We first showed that metabolic activation and the phosphorylated Akt and mTOR was highly elevated in the mouse models, which was most likely due to the upregulated PDK1 expression. PDK1 can phosphorylate multiple substrates, including Akt. In human cancer, the increased phosphorylation of Akt correlated with the tumor progression and metastasis.41 However, chemical inhibition of Akt failed to stop the PDK1-induced tumor progression.21 Therefore, it is controversial whether PDK1 regulates tumorigenesis by activating Akt. In our current study, we found the minimal phosphorylation of Akt at T308 and mTOR in PDK1-deficient tumor. However, whether Akt was involved in the process needs further validation.
There are several phosphorylation sites that are essential for p70S6K activation or inhibition.

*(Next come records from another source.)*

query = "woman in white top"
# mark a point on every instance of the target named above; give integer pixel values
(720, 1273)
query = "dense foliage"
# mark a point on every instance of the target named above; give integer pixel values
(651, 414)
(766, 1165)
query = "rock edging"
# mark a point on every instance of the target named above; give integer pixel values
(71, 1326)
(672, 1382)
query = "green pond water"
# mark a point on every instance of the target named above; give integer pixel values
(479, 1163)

Among them, respective phosphorylation of Ser371 and Thr229 by mTOR and PDK1 are required for the full activation of p70S6K. We observed that the both sites were less phosphorylated in PDK1-deleted tumor, so PDK1 blockage delayed the tumor progression probably through two pathways, including direct phosphorylation of p70S6K at Thr229 site and indirect activation of mTORC1 signaling. Because Serine 235/236 phosphorylation on S6 is also the product of the kinase activity of p70S6K, the impairment of serine 235/236 phosphorylation in PDK1-deleted tumor might also be due to the direct effect of PDK1 ablation.

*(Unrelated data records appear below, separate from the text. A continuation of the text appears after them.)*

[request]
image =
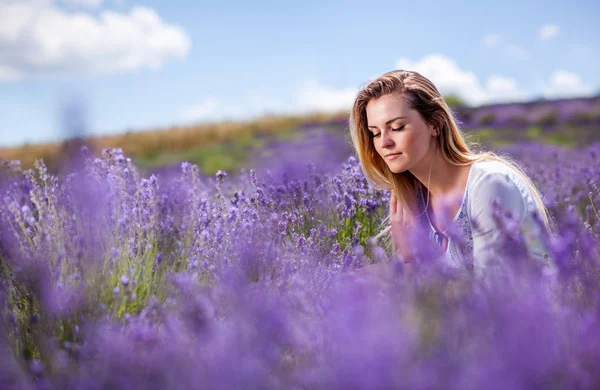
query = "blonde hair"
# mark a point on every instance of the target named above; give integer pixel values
(421, 95)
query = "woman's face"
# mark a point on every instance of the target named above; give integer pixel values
(400, 136)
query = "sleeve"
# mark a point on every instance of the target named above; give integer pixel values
(495, 188)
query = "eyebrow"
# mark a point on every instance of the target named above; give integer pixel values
(390, 121)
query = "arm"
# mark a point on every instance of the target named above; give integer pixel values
(486, 232)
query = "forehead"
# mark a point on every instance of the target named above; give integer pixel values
(386, 107)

Phosphorylation of p70S6K Thr229 is considered to be solely mediated by PDK1,14 but the finding was not further proven by genetic evidence. In current study, we failed to observe a complete disappearance of Thr229 phosphorylation in PDK1-deficient tumors, which infers that other kinases most likely phosphorylate Thr229 of p70S6K, which is independent of PDK1.

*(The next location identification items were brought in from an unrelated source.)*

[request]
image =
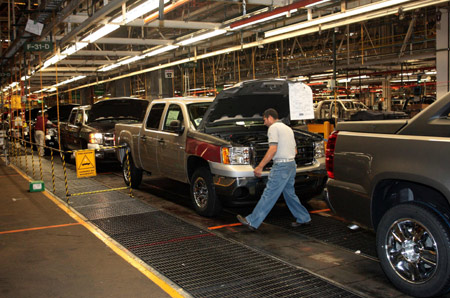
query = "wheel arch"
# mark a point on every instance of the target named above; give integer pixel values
(195, 162)
(391, 192)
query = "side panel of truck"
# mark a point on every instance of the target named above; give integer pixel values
(148, 139)
(171, 146)
(363, 160)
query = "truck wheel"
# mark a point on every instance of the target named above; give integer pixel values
(136, 174)
(413, 244)
(203, 194)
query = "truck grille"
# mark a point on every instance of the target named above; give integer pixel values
(305, 153)
(109, 139)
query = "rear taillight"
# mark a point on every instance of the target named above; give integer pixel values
(329, 154)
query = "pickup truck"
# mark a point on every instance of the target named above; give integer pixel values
(325, 109)
(391, 176)
(92, 127)
(216, 156)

We also noticed that the phosphorylation of 4E-BP1, the other mTORC1 substrate, was reproducibly increased through an unknown mechanism. Although this finding is contradictory to our conclusion that PDK1 deletion suppresses tumor progression through blocking mTOR pathway, the alternative explanation is that complete inactivation of p70S6K in PDK1-null cells will facilitate the binding of 4E-BP1 to mTORC1, because two mTORC1substrates, p70S6K1 and 4E-BP1, compete each other for the interaction with Raptor, a component of mTORC1.42 This may present a rescue way of tumor survival in absence of PDK1. Besides, previous data reported that the increased Erk1/2 activation in colon cancer could promote the elongation activity of eIF4E,43 which is presumably bound and suppressed by 4E-BP1. Phosphorylation of 4EBP1 releases the eukaryotic translation initiation factor eIF4E, which forms part of the eIF4F complex that initiates cap-dependent mRNA translation. Hence, it needs to be further explored whether the increased phosphorylation of 4E-BP1 is due to the altered Erk1/2 activation, which was clearly observed in PDK1-deleted tumor (Figure 7).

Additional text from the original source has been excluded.